I first read Sharon Shinn years ago, it was a beautiful hybrid of fantasy and science fiction called Archangel and I enjoyed it a lot. This novel, or maybe novella, is short, powerful and packs a punch. The story is at the same time simple and complex. A young wizard who apprentices with an older wizard, learns from him, then defeats him and his evil spells at the end. But it builds up a structured story and cast that asks important questions about morality, ethics, good and evil in a deeply compelling and engaging way. Perhaps the most obvious question is "If you have the power to change something, do you have the right?" which is a question that we ask daily when faced with the fruits of modern wizardry, and Sharon Shinn has an answer that rings as true for the scientist toiling in the lab, as the young wizard struggling with a troubled heart.
"I came to magic." He said at last. "With joy. I thought it was a splendid thing to take the well of power that I found within me and shape it to marvelous uses. I learned to call up wind and control fire, to draw flowers from barren soil and divert rain to the desert. I learned to exorcise madness from men's brains and to banish illness from their blood. I can create illusions, I can make a scrying crystal give me visions that are literal, that are true. And everything I learned made me happy- made others happy. And that is what I learned magic for.

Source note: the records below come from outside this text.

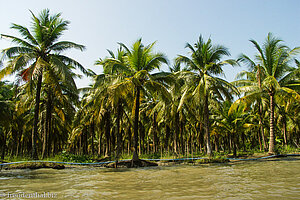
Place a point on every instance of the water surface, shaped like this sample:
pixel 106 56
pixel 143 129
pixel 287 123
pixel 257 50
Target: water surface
pixel 277 179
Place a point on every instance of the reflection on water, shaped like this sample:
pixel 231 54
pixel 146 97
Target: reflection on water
pixel 277 179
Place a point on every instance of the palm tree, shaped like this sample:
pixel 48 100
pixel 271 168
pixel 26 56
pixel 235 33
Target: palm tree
pixel 39 50
pixel 249 83
pixel 279 77
pixel 204 63
pixel 136 65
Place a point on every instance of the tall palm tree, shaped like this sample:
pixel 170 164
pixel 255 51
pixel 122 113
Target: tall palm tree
pixel 38 51
pixel 203 66
pixel 279 77
pixel 136 65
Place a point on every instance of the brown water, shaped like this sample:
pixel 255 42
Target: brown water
pixel 277 179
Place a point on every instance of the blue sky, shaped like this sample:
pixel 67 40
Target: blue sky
pixel 100 24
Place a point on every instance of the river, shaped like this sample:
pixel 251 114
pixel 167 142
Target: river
pixel 275 179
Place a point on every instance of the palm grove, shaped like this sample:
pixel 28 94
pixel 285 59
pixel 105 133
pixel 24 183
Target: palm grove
pixel 132 108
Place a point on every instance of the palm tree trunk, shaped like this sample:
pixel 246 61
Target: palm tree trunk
pixel 272 134
pixel 118 132
pixel 176 132
pixel 206 119
pixel 34 154
pixel 92 133
pixel 284 130
pixel 135 156
pixel 47 124
pixel 261 126
pixel 154 133
pixel 107 134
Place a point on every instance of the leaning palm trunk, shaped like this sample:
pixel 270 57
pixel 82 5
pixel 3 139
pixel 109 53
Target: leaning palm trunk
pixel 206 117
pixel 119 136
pixel 261 127
pixel 272 134
pixel 135 156
pixel 34 154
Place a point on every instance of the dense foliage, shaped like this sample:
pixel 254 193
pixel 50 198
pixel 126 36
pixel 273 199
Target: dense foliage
pixel 133 108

"But magic, I have discovered, is like any other skill. It is not inherently good in itself. And some of it- yes some of it is inherently evil. There are wicked spells, savage spells, enchantments that are so black that even to know them withers the heart just a little, taints the soul. And yet to be a great magician, to be a sorcerer of any ability or reknown, those spells must be learned as well. For if a magician does not know them, they can be used against him- and what is magic after all, but a man's power to change the world while it is incapable of changing him?"
The difference between the magic of tales and the magic we wield daily, is that we do so in an ignorance not suffered by Aubrey. For no single man or woman is a magician in the modern world, and it is perhaps in our collective knowledge and lack of that many evils lie.
A great read and one I will pick up again in the future.